RADARBANYUWANGI.ID - Pirelli kembali membuat langkah berani dalam ajang F1 dengan menerapkan strategi pemilihan ban yang tidak biasa untuk dua seri balapan berikutnya di Amerika Serikat dan Meksiko.
Direktur Motorsport Pirelli, Mario Isola, menjelaskan bahwa keputusan ini bertujuan untuk memperkaya variasi strategi balap antar tim dan menciptakan lebih banyak dinamika di lintasan.
Pendekatan Kompon Lompat di Austin dan Meksiko
Untuk Grand Prix Amerika Serikat di Circuit of The Americas (Austin), Pirelli akan menyediakan tiga jenis ban.
C1 sebagai ban keras, C3 sebagai ban medium, dan C4 sebagai ban lunak.
Sementara itu, di Autodromo Hermanos Rodriguez (Meksiko City), kombinasi kompon akan sedikit berbeda.
C2 sebagai ban keras, C4 sebagai ban medium, dan C5 sebagai ban lunak.
Kedua sirkuit tersebut menjadi ajang uji coba untuk strategi baru ini, yang disebut “non-consecutive compound selection” atau pemilihan kompon tidak berurutan.
Biasanya, Pirelli memilih tiga ban secara berurutan dari enam varian utama, mulai dari C1 (terkeras) hingga C6 (terlunak).
Tujuan Strategi: Variasi dan Risiko
Isola menjelaskan bahwa ide di balik pendekatan ini adalah untuk memunculkan variasi strategi pit stop.
Dengan jarak performa yang lebih lebar antara ban keras dan medium, setiap tim akan dihadapkan pada dilema strategis.
Tim yang memilih strategi satu pit stop akan diuntungkan dalam waktu henti, tetapi harus menanggung penalti performa dengan ban yang lebih lambat.
Sebaliknya, tim yang berani mengambil risiko dengan dua pit stop dapat memanfaatkan ban medium dan lunak yang lebih cepat untuk menekan waktu total balapan.
“Tujuannya sederhana,” ujar Isola.
“Kami ingin tim memiliki opsi nyata antara strategi satu atau dua pit stop.

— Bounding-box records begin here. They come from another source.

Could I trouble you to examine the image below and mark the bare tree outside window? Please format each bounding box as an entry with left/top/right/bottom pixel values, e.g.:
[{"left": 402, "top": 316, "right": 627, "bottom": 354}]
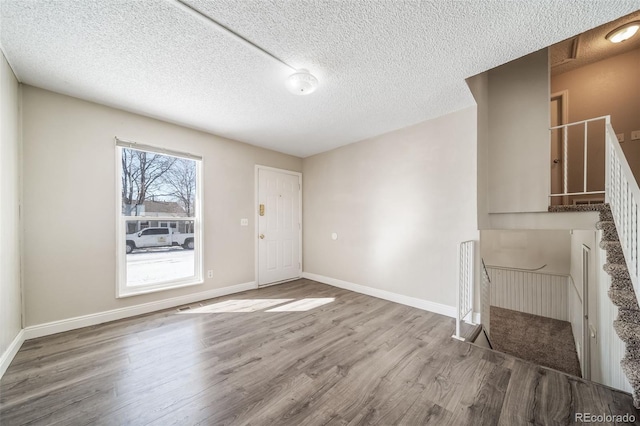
[
  {"left": 121, "top": 148, "right": 197, "bottom": 217},
  {"left": 164, "top": 158, "right": 196, "bottom": 217},
  {"left": 118, "top": 145, "right": 202, "bottom": 296}
]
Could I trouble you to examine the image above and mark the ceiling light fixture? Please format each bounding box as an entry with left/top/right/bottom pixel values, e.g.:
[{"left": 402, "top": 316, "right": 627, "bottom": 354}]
[
  {"left": 285, "top": 69, "right": 318, "bottom": 95},
  {"left": 606, "top": 21, "right": 640, "bottom": 43},
  {"left": 169, "top": 0, "right": 318, "bottom": 95}
]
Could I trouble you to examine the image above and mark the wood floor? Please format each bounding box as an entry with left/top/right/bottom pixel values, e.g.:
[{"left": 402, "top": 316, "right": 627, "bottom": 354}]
[{"left": 0, "top": 280, "right": 639, "bottom": 426}]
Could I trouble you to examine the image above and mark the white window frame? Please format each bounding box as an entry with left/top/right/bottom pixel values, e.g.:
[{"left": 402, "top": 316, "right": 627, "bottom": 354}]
[{"left": 115, "top": 138, "right": 204, "bottom": 298}]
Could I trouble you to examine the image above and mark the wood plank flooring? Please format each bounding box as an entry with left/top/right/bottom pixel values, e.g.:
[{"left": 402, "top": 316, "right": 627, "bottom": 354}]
[{"left": 0, "top": 280, "right": 640, "bottom": 426}]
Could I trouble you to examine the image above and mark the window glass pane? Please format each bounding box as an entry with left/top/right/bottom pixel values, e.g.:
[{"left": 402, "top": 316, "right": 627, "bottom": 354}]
[
  {"left": 121, "top": 148, "right": 197, "bottom": 216},
  {"left": 124, "top": 220, "right": 196, "bottom": 287}
]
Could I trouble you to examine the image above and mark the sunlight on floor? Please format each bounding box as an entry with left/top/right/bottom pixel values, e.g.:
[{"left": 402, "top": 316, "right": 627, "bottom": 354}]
[
  {"left": 267, "top": 297, "right": 336, "bottom": 312},
  {"left": 175, "top": 297, "right": 336, "bottom": 314}
]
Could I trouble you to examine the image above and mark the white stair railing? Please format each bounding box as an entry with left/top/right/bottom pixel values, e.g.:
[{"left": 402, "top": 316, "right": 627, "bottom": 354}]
[
  {"left": 451, "top": 241, "right": 475, "bottom": 341},
  {"left": 480, "top": 259, "right": 491, "bottom": 339},
  {"left": 549, "top": 115, "right": 611, "bottom": 204},
  {"left": 605, "top": 121, "right": 640, "bottom": 303}
]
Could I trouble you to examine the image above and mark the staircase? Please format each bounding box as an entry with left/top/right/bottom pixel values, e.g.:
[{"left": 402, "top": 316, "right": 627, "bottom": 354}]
[{"left": 596, "top": 204, "right": 640, "bottom": 408}]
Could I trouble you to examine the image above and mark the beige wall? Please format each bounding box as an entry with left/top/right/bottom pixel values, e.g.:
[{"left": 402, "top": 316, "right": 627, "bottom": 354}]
[
  {"left": 303, "top": 108, "right": 478, "bottom": 306},
  {"left": 481, "top": 230, "right": 571, "bottom": 275},
  {"left": 488, "top": 49, "right": 550, "bottom": 213},
  {"left": 0, "top": 54, "right": 22, "bottom": 362},
  {"left": 551, "top": 49, "right": 640, "bottom": 185},
  {"left": 23, "top": 86, "right": 302, "bottom": 326},
  {"left": 467, "top": 72, "right": 490, "bottom": 229}
]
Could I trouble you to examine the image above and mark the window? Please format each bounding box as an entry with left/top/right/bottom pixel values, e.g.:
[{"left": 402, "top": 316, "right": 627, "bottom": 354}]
[{"left": 116, "top": 139, "right": 202, "bottom": 297}]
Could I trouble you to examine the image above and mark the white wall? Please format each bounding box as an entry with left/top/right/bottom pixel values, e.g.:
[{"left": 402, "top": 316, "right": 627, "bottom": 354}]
[
  {"left": 467, "top": 72, "right": 491, "bottom": 229},
  {"left": 589, "top": 231, "right": 632, "bottom": 392},
  {"left": 481, "top": 230, "right": 571, "bottom": 275},
  {"left": 569, "top": 230, "right": 600, "bottom": 380},
  {"left": 23, "top": 86, "right": 302, "bottom": 326},
  {"left": 486, "top": 49, "right": 550, "bottom": 213},
  {"left": 303, "top": 108, "right": 478, "bottom": 307},
  {"left": 0, "top": 54, "right": 22, "bottom": 376},
  {"left": 487, "top": 267, "right": 569, "bottom": 321}
]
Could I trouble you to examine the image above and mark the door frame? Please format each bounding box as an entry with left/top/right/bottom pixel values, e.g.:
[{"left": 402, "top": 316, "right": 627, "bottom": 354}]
[
  {"left": 549, "top": 89, "right": 569, "bottom": 204},
  {"left": 581, "top": 244, "right": 591, "bottom": 380},
  {"left": 253, "top": 164, "right": 302, "bottom": 288}
]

Dengan jarak performa ban yang lebih besar, keputusan strategi menjadi lebih menantang dan menarik,” terangnya.
Hasil Simulasi dan Pemilihan Sirkuit
Menurut hasil simulasi internal Pirelli, strategi dua pit stop di Austin dan Meksiko terbukti beberapa detik lebih cepat daripada satu pit stop.
Namun, dalam kondisi normal, tim biasanya lebih memilih strategi satu pit stop karena risikonya lebih kecil, seperti kemungkinan kesalahan pit stop atau terjebak lalu lintas.
Dengan pendekatan baru ini, Pirelli berharap para tim akan lebih terdorong untuk mengambil pendekatan agresif demi meraih keuntungan waktu.
Belajar dari Belgia
Sebelumnya, pendekatan serupa telah diuji pada GP Belgia di Spa-Francorchamps.
Meski cuaca yang tidak menentu menyulitkan analisis hasil, Pirelli menilai eksperimen tersebut cukup menjanjikan untuk dilanjutkan di seri berikutnya.
Isola menambahkan bahwa meski data dari Spa belum sepenuhnya meyakinkan, konsep dasar strategi “lompat kompon” ini tetap relevan untuk diuji lebih lanjut di lintasan dengan karakteristik berbeda seperti Austin dan Meksiko City.
Menuju Balapan yang Lebih Kompetitif
Dengan penerapan strategi baru ini, Pirelli berharap bisa menghidupkan kembali variasi strategi balapan yang kerap hilang karena efisiensi ekstrem tim-tim papan atas.
Kombinasi ban yang lebih beragam diharapkan dapat menghadirkan lebih banyak aksi di lintasan, baik dari segi kecepatan maupun manuver pit stop.
Balapan GP Amerika Serikat akan dimulai pada Jumat pukul 12.30 waktu setempat dan akan menampilkan format Sprint, menambah lapisan strategi tambahan bagi seluruh tim.
Pendekatan inovatif ini mencerminkan bagaimana Pirelli terus berupaya menjaga keseimbangan antara performa, strategi, dan hiburan.